[6306] in cryptography@c2.net mail archive
Re: rate of finding collisions
daemon@ATHENA.MIT.EDU (David Wagner)
Mon Jan 3 14:27:27 2000
To: cryptography@c2.net
From: daw@cs.berkeley.edu (David Wagner)
Date: 3 Jan 2000 10:20:01 -0800
Message-ID: <84qp8h$ls4$1@blowfish.isaac.cs.berkeley.edu>
In article <87embzmioc.fsf@hedonism.demon.co.uk>,
Paul Crowley <paul@hedonism.demon.co.uk> wrote:
> iang@cs.berkeley.edu (Ian Goldberg) writes:
> > The expected number of collisions you get if you sample S items out of
> > a universe of size U (=2^N in the above case) is about (S^2)/U.
>
> I know this is a month old but I'm only now catching up on the
> newsgroup. I'd be surprised if the expected number isn't about
> (S^2)/2U where S is large but much smaller than U. Where S is small
> you have to use S(S-1)/2U. The source of error in this reckoning is
> that you treat every pair of members of S as independent, but it's
> very small when U is much bigger than S.
>
> If the expected number of collisions is x, the probability of *no*
> collisions is I think roughly e^-x.
Looks right to me.
(I suspect Ian meant to absorb this small error in the word `about'.)

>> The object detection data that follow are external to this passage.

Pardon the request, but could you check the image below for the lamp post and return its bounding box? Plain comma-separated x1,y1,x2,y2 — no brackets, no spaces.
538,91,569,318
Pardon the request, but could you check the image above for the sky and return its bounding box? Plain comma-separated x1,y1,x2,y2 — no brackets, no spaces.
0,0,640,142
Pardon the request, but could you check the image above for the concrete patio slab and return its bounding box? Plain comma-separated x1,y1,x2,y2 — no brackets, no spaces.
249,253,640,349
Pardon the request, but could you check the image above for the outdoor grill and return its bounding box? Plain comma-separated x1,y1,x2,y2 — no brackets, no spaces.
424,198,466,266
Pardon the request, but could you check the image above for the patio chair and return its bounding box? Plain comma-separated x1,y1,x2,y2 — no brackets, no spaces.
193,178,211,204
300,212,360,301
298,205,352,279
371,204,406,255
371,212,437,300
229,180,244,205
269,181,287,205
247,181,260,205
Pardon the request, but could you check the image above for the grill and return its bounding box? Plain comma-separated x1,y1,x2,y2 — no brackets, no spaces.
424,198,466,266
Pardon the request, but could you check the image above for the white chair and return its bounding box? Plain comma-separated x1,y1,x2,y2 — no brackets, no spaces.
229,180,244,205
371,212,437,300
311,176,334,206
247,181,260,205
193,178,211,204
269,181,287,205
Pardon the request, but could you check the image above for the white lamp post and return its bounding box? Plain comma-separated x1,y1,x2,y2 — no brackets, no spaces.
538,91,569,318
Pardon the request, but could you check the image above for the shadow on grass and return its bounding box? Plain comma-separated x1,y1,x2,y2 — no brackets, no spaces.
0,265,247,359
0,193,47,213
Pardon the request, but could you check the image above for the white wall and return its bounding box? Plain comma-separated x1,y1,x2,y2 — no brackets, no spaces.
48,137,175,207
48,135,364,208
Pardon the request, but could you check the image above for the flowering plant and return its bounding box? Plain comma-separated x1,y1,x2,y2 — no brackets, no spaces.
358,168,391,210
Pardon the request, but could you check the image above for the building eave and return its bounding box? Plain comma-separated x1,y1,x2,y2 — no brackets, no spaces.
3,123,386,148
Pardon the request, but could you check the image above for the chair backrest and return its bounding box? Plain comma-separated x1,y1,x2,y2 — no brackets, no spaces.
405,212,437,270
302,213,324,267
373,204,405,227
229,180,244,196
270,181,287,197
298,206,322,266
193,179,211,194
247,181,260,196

> If I keep generating new members of S from U until I get a collision,
> does anyone know the expected size of S when I succeed?
Yes. \sqrt{\pi U / 2}. In general, finding k collisions is expected
to take \sqrt{k \pi U / 2} trials. The bible on this topic is
P. Flajolet and A.M. Odlyzko, ``Random mapping statistics'', EUROCRYPT '89.